The Federal Reserve announced Sunday that Fannie Mae and Freddie Mac can borrow money from it if they need to. Then the Treasury Department said it’s going to ask Congress for permission both to increase its credit line to the two giant mortgage lenders and to buy stock in them if necessary to shore up their capital base.
You could call it the nationalization of our mortgage lending system, with the caveat that it already was effectively nationalized: Fannie and Freddie were both created by Congress and long enjoyed the assumption among investors that the U.S. government would spring in if they ever ran into trouble–even though all the debt securities they issued came with the warning that they were “not guaranteed by the United States.” Maybe from now on they’ll say something like “not guaranteed by the United States, unless they really need to be.”
With Bear Stearns, the Fed’s decision to jump in and avoid an unruly collapse was something of a judgment call. One can argue that it’s possible things would have turned out okay if Bear had simply been allowed to fail. With Fannie and Freddie there’s really no such argument. At the moment they are the U.S. mortgage market. Reports the WSJ:
Some officials at the White House are believed to have preferred a tough-love approach. Under one option, according to people familiar with the outlines of policy discussions within the administration, the White House could try to install a new slate of presidentially appointed board members at the companies. The idea would be to impose more market discipline on the two companies, to curb their appetites for borrowing and investing, and to gradually shrink their enormous balance sheets.
In the past, that’s proved hard for the government to do, because of the companies’ relatively weak regulator and their perceived financial backing from the federal government, which allows them to borrow easily, at low cost. But as the housing market has worsened in recent months, Congress and the administration have come to depend even more on Fannie and Freddie. Reducing the two companies’ ability to fund mortgages could hurt the housing market further, and delay recovery.
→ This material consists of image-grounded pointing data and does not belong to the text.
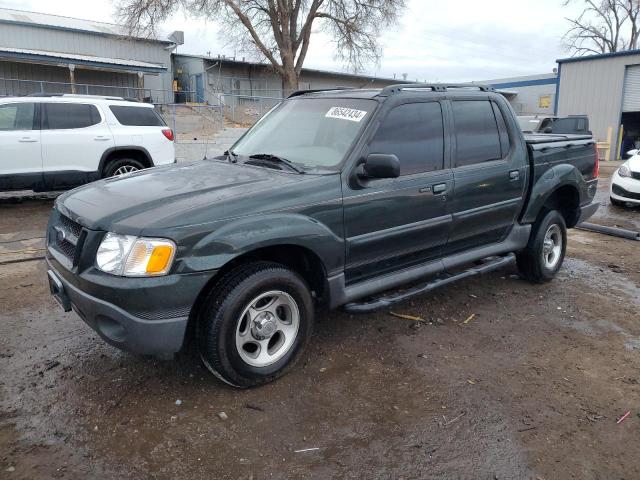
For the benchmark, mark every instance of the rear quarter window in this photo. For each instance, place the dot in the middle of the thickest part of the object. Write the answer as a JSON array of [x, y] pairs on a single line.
[[66, 116], [137, 116]]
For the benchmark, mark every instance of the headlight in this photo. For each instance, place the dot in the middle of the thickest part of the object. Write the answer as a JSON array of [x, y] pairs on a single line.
[[624, 171], [130, 256]]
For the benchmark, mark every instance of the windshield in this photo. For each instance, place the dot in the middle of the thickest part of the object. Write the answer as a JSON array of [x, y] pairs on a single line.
[[311, 132]]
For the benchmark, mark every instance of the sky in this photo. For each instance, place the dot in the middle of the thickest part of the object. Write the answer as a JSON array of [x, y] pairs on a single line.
[[434, 41]]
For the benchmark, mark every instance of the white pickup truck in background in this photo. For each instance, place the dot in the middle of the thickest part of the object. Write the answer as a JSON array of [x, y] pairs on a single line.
[[59, 142]]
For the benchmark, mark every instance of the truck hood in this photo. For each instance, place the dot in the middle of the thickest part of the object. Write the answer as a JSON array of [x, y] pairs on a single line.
[[173, 196]]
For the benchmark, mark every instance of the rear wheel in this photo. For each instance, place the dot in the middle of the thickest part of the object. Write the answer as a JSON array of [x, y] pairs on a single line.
[[122, 166], [542, 258], [254, 324], [617, 203]]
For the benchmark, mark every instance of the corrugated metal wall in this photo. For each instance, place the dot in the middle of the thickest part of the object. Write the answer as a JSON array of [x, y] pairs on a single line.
[[58, 40], [631, 101], [595, 87]]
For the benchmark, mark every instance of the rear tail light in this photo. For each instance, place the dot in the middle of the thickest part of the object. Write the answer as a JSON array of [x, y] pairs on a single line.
[[167, 132]]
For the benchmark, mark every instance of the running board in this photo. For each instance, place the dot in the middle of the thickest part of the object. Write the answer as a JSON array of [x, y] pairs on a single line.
[[490, 264]]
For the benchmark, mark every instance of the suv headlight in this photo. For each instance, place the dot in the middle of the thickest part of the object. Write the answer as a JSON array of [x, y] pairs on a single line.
[[130, 256], [624, 171]]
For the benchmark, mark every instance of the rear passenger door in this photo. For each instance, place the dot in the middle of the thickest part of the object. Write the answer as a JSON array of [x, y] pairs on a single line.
[[489, 174], [395, 223], [74, 138]]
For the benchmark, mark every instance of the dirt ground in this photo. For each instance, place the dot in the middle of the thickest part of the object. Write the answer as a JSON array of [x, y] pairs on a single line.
[[531, 387]]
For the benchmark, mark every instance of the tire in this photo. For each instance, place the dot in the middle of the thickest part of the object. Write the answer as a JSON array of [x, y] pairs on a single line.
[[242, 337], [540, 261], [616, 203], [122, 166]]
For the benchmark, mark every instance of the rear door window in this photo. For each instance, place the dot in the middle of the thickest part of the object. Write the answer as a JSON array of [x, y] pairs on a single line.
[[413, 132], [17, 116], [476, 132], [502, 130], [137, 116], [65, 116]]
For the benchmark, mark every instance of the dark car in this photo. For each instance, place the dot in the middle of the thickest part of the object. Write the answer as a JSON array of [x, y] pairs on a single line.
[[333, 199]]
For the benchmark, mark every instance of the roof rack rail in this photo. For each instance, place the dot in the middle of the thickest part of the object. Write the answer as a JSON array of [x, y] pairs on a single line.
[[435, 87], [297, 93], [81, 95]]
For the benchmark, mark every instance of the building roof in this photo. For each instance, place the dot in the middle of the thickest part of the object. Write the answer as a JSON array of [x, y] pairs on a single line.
[[599, 56], [87, 60], [45, 20], [304, 70], [523, 81]]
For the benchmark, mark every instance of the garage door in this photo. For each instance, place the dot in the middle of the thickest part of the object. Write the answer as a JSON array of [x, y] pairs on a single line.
[[631, 102]]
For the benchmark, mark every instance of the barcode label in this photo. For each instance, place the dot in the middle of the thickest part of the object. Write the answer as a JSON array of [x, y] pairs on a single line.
[[343, 113]]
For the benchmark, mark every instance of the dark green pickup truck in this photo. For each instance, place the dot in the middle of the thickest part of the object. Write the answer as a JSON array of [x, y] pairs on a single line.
[[333, 199]]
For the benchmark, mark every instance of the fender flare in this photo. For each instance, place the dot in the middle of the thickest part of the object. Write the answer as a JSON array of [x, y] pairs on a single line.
[[553, 179], [241, 236], [110, 150]]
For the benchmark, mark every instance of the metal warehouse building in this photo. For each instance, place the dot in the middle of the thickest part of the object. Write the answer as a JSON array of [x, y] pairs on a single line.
[[42, 53], [205, 77], [606, 88]]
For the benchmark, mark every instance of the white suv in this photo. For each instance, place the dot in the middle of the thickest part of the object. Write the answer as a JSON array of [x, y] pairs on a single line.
[[58, 142]]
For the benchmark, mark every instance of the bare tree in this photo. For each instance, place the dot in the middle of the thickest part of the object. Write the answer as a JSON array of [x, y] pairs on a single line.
[[603, 26], [280, 30]]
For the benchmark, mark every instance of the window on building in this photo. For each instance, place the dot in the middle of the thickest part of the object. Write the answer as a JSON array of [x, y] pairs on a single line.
[[414, 133], [476, 131], [65, 116], [137, 116], [17, 116]]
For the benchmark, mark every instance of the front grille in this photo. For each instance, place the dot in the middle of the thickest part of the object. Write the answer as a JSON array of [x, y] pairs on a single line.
[[621, 192], [66, 236]]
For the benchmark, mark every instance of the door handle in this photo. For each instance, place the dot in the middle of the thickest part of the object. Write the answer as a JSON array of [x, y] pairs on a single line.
[[439, 188]]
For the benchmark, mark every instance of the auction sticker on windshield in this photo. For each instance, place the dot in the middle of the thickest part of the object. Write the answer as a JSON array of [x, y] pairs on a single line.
[[344, 113]]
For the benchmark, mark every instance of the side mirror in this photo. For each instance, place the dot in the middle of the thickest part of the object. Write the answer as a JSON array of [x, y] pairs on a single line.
[[380, 165]]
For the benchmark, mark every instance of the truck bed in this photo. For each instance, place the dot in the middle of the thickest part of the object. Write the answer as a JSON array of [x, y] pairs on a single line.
[[538, 138]]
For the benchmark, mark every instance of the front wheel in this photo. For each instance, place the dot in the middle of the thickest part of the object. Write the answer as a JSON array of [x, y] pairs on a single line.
[[254, 324], [540, 261]]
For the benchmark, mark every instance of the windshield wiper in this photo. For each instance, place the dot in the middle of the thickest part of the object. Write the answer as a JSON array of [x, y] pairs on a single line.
[[276, 159], [232, 157]]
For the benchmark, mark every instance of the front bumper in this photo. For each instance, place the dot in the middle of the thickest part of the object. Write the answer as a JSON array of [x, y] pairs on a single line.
[[625, 189], [162, 332]]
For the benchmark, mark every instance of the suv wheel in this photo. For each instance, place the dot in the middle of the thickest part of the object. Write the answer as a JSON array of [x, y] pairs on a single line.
[[122, 166], [254, 324], [542, 258]]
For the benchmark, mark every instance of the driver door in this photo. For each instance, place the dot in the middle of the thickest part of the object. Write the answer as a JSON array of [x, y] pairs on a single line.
[[391, 224]]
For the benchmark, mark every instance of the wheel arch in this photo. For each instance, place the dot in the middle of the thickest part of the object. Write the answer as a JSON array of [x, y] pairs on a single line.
[[300, 259], [558, 189]]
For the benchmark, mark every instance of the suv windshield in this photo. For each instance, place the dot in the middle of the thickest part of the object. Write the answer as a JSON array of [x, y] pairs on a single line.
[[311, 132]]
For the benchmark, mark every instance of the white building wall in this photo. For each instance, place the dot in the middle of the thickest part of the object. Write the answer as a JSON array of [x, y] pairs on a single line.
[[87, 43]]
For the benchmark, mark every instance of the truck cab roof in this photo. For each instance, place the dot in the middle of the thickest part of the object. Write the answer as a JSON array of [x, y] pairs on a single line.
[[395, 89]]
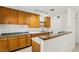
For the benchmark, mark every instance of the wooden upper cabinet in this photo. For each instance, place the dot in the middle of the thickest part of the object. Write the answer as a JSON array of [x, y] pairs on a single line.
[[13, 43], [47, 21], [34, 21], [5, 15], [21, 17], [3, 45], [22, 41], [13, 17]]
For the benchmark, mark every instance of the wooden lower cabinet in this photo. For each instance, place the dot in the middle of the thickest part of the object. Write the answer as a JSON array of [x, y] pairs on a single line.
[[13, 43], [3, 45], [22, 41], [35, 47], [29, 41]]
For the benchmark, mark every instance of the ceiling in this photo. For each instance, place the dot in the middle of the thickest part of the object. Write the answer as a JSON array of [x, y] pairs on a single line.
[[45, 10]]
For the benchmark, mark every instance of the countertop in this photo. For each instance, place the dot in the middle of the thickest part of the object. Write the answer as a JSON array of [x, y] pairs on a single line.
[[20, 34], [14, 35], [51, 35]]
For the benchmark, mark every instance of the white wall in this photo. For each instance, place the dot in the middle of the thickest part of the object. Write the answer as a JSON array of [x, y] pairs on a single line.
[[63, 43], [77, 29], [59, 24], [71, 26]]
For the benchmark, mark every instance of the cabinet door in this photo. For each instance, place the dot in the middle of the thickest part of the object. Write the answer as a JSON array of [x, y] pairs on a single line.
[[34, 21], [35, 47], [13, 17], [47, 22], [3, 45], [13, 43], [22, 41], [5, 15]]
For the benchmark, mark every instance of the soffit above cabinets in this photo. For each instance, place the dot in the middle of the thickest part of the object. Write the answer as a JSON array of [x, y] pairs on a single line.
[[45, 10]]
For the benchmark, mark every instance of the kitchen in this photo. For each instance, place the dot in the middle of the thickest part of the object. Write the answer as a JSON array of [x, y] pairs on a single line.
[[27, 29]]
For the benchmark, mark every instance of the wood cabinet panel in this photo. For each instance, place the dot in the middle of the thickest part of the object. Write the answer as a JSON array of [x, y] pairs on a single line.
[[13, 43], [29, 41], [21, 17], [22, 41], [3, 45], [13, 17], [35, 47], [40, 34], [47, 22], [34, 21], [5, 15]]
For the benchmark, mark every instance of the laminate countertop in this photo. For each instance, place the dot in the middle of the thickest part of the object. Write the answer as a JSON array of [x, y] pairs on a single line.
[[51, 35], [14, 35]]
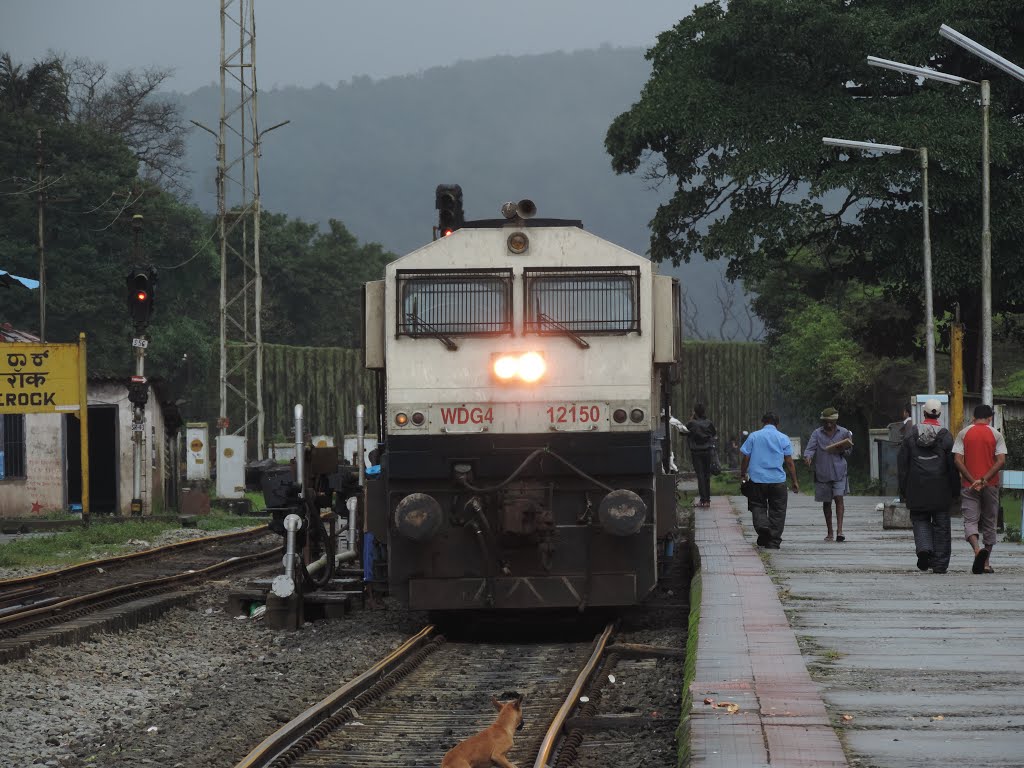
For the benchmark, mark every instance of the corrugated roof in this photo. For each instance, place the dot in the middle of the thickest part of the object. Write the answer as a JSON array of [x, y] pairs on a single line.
[[8, 333]]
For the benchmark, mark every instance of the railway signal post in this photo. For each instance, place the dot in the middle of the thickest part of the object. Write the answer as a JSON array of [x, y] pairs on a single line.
[[139, 284]]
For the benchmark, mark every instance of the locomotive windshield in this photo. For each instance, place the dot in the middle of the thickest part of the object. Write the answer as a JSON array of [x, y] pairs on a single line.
[[457, 302], [596, 300]]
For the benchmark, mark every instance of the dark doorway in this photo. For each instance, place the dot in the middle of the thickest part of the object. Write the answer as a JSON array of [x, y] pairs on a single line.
[[103, 460]]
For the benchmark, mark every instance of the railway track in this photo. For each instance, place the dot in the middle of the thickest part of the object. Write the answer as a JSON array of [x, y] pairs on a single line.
[[68, 605], [412, 707]]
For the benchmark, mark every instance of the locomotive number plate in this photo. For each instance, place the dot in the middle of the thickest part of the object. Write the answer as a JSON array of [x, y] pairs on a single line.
[[579, 417]]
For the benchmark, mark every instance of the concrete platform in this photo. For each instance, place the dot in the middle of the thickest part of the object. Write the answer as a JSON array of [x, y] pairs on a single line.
[[844, 653]]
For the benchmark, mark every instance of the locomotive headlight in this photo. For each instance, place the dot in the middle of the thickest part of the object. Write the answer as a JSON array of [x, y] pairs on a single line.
[[527, 367]]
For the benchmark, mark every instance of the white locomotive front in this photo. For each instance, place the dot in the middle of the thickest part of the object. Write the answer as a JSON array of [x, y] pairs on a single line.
[[525, 370]]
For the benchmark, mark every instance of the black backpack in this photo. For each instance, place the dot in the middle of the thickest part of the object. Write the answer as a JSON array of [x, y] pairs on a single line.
[[929, 481]]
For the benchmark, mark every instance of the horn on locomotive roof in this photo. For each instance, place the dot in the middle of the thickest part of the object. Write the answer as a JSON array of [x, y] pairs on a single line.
[[524, 209]]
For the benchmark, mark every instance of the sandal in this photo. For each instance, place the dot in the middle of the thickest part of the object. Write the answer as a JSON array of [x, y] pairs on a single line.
[[980, 561]]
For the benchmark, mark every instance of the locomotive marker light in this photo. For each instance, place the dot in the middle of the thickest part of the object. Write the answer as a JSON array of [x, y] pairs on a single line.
[[518, 243]]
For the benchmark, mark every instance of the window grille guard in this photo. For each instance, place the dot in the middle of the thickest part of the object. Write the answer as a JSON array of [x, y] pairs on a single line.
[[582, 300], [439, 303]]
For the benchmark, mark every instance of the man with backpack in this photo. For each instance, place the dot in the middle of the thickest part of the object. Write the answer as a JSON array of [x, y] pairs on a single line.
[[928, 483], [701, 435]]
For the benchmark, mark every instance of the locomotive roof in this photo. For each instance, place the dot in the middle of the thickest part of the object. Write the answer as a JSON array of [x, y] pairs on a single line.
[[463, 242]]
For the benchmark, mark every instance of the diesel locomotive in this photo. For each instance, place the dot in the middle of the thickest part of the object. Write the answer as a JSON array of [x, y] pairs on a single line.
[[524, 372]]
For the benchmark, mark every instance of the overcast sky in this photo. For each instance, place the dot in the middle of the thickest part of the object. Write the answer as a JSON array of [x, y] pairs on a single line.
[[306, 42]]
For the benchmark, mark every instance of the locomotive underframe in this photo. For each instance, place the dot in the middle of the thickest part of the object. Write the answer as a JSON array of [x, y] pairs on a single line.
[[531, 542]]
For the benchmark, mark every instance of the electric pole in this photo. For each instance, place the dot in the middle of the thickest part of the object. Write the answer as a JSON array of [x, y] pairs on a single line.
[[41, 202]]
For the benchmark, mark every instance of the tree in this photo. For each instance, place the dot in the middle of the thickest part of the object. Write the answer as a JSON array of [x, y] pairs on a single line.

It’s a quandary. Taxpayers are now on the line for a scary amount of mortgage debt (Fannie and Freddie together own or guarantee $5.5 trillion in loans). But as I wrote Friday, you really can’t blame Fannie and Freddie for the housing bubble and bust–the subprime lending boom that created the mess was mostly funded by Wall Street firms and private investors. And keeping the two lenders not just alive but aggressively buying new mortgages seems essential to keeping the housing downturn from accelerating into an all-out collapse.